Wer sich für digitale Trends interessiert und nach einer Tätigkeit bei einem regionalen und renommierten Arbeitgeber in der IT-Branche sucht, ist bei FIS richtig: Als einer der führenden SAP-Dienstleister in der D-A-CH-Region bietet FIS Hochschulabsolventen/innen Plätze im neuen Trainee-Programm.

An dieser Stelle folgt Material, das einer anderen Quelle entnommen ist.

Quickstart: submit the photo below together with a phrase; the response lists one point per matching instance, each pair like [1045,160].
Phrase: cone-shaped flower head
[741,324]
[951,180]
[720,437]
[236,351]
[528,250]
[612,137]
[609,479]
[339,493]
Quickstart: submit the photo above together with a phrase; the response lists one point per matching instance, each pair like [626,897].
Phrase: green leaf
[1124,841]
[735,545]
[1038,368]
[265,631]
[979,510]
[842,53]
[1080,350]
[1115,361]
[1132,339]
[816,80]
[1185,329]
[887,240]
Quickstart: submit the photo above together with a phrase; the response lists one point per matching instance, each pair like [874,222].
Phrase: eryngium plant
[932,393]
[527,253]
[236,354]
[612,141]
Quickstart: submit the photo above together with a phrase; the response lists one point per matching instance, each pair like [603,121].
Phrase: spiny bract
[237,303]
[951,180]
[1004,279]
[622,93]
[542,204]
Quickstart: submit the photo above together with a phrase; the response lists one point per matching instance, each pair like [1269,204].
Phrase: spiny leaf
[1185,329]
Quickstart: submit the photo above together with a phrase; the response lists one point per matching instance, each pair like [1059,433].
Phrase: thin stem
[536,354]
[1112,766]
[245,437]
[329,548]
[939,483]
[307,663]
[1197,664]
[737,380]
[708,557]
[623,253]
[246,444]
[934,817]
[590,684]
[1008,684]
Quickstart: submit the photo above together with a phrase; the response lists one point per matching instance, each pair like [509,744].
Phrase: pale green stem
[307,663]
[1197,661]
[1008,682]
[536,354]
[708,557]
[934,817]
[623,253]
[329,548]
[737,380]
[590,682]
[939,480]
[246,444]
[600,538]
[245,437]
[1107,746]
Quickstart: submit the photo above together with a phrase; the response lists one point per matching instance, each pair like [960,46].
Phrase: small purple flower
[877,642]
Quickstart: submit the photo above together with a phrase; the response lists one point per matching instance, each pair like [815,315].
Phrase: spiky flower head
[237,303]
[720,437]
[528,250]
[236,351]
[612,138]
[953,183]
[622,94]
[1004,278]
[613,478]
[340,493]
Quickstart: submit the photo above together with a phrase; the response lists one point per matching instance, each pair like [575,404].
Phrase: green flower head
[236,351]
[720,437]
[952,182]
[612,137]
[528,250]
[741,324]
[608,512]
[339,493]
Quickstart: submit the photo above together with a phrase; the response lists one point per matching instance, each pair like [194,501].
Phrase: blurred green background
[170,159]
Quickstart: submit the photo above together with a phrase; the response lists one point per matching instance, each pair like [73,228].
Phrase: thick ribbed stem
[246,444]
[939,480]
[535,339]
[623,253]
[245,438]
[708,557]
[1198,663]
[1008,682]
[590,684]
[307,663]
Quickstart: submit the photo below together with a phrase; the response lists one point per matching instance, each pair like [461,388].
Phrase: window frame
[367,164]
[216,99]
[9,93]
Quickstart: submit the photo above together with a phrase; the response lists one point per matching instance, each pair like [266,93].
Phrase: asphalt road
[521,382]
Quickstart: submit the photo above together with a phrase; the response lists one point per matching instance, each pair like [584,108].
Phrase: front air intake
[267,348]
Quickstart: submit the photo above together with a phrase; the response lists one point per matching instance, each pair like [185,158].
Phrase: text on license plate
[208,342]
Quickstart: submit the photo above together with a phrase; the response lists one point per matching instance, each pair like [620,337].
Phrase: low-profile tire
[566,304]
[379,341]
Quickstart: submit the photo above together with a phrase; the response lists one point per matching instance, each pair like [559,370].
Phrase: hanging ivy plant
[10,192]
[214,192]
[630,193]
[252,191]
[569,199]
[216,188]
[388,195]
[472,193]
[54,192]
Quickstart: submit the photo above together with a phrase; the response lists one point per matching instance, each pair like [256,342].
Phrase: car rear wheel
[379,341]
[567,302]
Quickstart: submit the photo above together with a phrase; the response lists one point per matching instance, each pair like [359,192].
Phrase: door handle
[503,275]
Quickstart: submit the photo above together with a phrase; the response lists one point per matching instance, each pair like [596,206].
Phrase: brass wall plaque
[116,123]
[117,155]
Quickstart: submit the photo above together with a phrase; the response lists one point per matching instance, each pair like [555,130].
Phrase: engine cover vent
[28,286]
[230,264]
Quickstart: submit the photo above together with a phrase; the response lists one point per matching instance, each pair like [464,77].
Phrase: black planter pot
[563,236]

In sechs Monaten werden sie dort zum SAP Consultant (m/w) ausgebildet. Die Trainee-Plätze sind offen für Bachelor- und Master-Absolventen/innen verschiedener Studiengänge mit betriebswirtschaftlichem oder informationstechnologischem Hintergrund. Ein technisches Grundverständnis, Kommunikationsstärke und eine Affinität zu digitalen Themen werden vorausgesetzt.

Die Trainees erhalten bei FIS ein SAP-Intensiv-Training in den logistischen Modulen mit anschließender SAP-Beraterzertifizierung. Gecoacht werden sie von erfahrenen SAP Consultants. Durch praktische Übungen in der „FIS Academy“ und Soft Skill Schulungen werden die Trainees auf ihre ersten Praxiseinsätze beim Kunden vorbereitet. FIS investiert von Beginn an in die Zukunft seiner Absolventen/innen und ermöglicht ihnen im Rahmen des Programms die offizielle Zertifizierung im SAP Modul SD im Wert von 15.000 Euro. Das Trainee-Programm startet im April 2019.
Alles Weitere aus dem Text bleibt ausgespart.